Though not quite as contemptible as an obscene four-letter word, the term “creative financing” comes close. Those two words acquired a stigma over the decades. It’s the rare advisor who fails to caution homebuyers about the dangers of a risky loan. Unfortunately, after the utterance of the warning, the counselors are remarkably imprecise as to exactly what defines a risky loan. Is a home bought with no down payment and a loan equal to 100% of the purchase price a hazardous way to buy? You’d certainly think so from the articles I read. And what about interest-only loans, where no principal payments are made during the early years? The suggestion normally conjures up predictions of impending disaster.

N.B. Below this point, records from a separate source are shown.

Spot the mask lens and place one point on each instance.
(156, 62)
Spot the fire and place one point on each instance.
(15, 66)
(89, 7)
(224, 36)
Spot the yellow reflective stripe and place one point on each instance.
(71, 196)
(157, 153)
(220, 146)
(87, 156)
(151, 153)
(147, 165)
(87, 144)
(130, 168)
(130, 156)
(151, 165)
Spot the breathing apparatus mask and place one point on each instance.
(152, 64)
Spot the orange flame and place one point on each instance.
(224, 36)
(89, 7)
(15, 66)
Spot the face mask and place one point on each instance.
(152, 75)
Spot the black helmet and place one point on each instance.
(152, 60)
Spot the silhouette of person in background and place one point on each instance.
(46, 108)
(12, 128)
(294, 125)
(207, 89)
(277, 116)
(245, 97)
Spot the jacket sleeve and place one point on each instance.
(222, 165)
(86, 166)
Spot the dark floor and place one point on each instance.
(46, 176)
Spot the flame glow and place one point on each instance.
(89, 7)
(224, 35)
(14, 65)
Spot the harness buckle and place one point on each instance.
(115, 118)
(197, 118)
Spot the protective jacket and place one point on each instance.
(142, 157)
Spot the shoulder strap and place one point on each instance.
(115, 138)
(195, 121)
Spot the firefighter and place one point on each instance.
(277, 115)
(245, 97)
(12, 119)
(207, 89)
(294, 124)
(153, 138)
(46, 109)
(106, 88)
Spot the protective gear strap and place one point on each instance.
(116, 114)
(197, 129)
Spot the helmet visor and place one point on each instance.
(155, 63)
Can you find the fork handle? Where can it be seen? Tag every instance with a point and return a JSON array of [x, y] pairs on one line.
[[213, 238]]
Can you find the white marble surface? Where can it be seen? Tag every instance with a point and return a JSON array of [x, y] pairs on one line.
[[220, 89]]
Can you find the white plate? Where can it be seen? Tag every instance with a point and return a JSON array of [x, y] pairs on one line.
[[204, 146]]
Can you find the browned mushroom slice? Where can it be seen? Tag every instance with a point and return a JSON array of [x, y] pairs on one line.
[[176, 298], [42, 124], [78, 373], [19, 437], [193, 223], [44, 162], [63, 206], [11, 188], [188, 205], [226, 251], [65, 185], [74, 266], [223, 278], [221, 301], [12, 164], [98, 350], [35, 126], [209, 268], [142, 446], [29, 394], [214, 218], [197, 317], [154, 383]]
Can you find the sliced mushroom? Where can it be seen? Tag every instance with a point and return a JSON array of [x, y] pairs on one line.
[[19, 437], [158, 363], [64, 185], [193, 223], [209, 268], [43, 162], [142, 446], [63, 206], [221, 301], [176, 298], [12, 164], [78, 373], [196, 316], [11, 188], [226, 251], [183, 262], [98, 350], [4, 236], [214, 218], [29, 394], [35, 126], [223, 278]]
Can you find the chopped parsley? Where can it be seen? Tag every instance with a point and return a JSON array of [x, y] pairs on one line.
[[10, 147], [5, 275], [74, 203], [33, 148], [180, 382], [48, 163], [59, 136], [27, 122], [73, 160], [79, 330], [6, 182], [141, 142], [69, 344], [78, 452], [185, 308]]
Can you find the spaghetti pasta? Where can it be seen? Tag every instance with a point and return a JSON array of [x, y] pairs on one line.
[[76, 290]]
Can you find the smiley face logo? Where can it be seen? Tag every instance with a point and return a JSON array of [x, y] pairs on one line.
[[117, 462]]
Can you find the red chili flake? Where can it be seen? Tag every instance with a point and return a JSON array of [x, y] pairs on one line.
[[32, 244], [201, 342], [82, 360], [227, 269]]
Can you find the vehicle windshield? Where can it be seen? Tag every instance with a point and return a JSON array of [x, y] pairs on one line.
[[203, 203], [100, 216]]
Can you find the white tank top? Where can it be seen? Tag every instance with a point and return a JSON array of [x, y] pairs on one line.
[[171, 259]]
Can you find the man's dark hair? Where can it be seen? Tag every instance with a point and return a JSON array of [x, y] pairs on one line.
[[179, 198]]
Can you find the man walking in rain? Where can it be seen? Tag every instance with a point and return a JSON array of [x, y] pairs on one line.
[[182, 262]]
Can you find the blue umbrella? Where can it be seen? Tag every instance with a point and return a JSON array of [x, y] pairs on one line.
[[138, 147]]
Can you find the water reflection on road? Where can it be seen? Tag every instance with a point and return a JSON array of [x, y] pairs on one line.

At the risk of sounding indifferent to living dangerously, I’m not averse to either of these two borrowing techniques. There’s really nothing about the zero-percent down payment purchase, so widely derided, that in itself denotes high risk. For over a half century the widely used GI loan, created by the Servicemen’s Readjustment Act of 1944, provided military veterans with 30-year fixed rate home loans on a nothing down basis. Countless ex-servicemen profited handsomely from this program.
And as for failure to make principal payments during the early years of a loan, this became, in essence, the normal method of home financing following the Great Depression of the 1930s. Consider the typical FHA loan, whereby millions of Americans acquired their residences. The standard 30-year fully amortized fixed rate loan results in about 95% of the original principal balance remaining unpaid upon the completion of the first five years of scheduled payments. This is because most of the payments in the early years go toward interest. Technically this may not equate to no principal payments, but it comes pretty close.
This, then, conjures up the question: Exactly what constitutes creative financing, and what are its risks? As to a true example of the practice, consider a device I used extensively in the high interest rate period of the 1970s and 1980s, known as an all-inclusive mortgage (also called a “wrap-around”). In this circumstance, a property is sold with seller’s carryback mortgage loan, junior to and inclusive within an existing first mortgage remaining on title. This contrivance, though somewhat unconventional, provides benefits to both buyer and seller if properly structured.
Another instance of creativeness is the contract of sale, also called the “land contract,” normally employed when a buyer’s credit is insufficient to qualify for an institutional mortgage loan. In this case, title to the property remains with the seller until the buyer fulfills some predetermined conditions. Although certain hazards can exist for both parties, if proper precautions are taken it can be a win-win situation all around.
This gets us to the matter we’re aiming toward: actual abuse in home financing. It’s a subject easily filling volumes. However, at its heart is a basic discord: the attempt to acquire a home beyond a purchaser’s ability. Let me give you an example. Consider the young married couple buying a $360,000 tract house in suburban Baltimore. They are encouraged to make a $18,000 down payment, apply for a new thirty-year first mortgage of $288,000, and finance the $54,000 balance with a second mortgage to be paid in full in five years. There can be no doubt, a down payment plus closing costs totaling $26,000, representing their entire savings in seven years of marriage, is a warning. But of even greater concern: Where will the $54,000 come from to pay the second mortgage in five years? Under these circumstances, time becomes their adversary. The problem is not creative financing; the real hazard is they’re attempting to buy a home at a price beyond their means. A conscientious broker would not encourage such a transaction, nor would a reputable mortgage lender facilitate it.
Though I’m tempted to provide many examples of bizarre financing I’ve experienced over the years, it serves no purpose. I’ll briefly summarize with my admonition to the typical homebuyer. It’s well known in real estate circles many home buyers stretch to purchase what they cannot easily afford. I advocate you not commit to obligations which strain your limits. It’s more sensible to commit yourself to less than you can handle. Simply put: Choose a cheaper home than you can afford, with a payment schedule to match. Save the dream home for your future prosperity.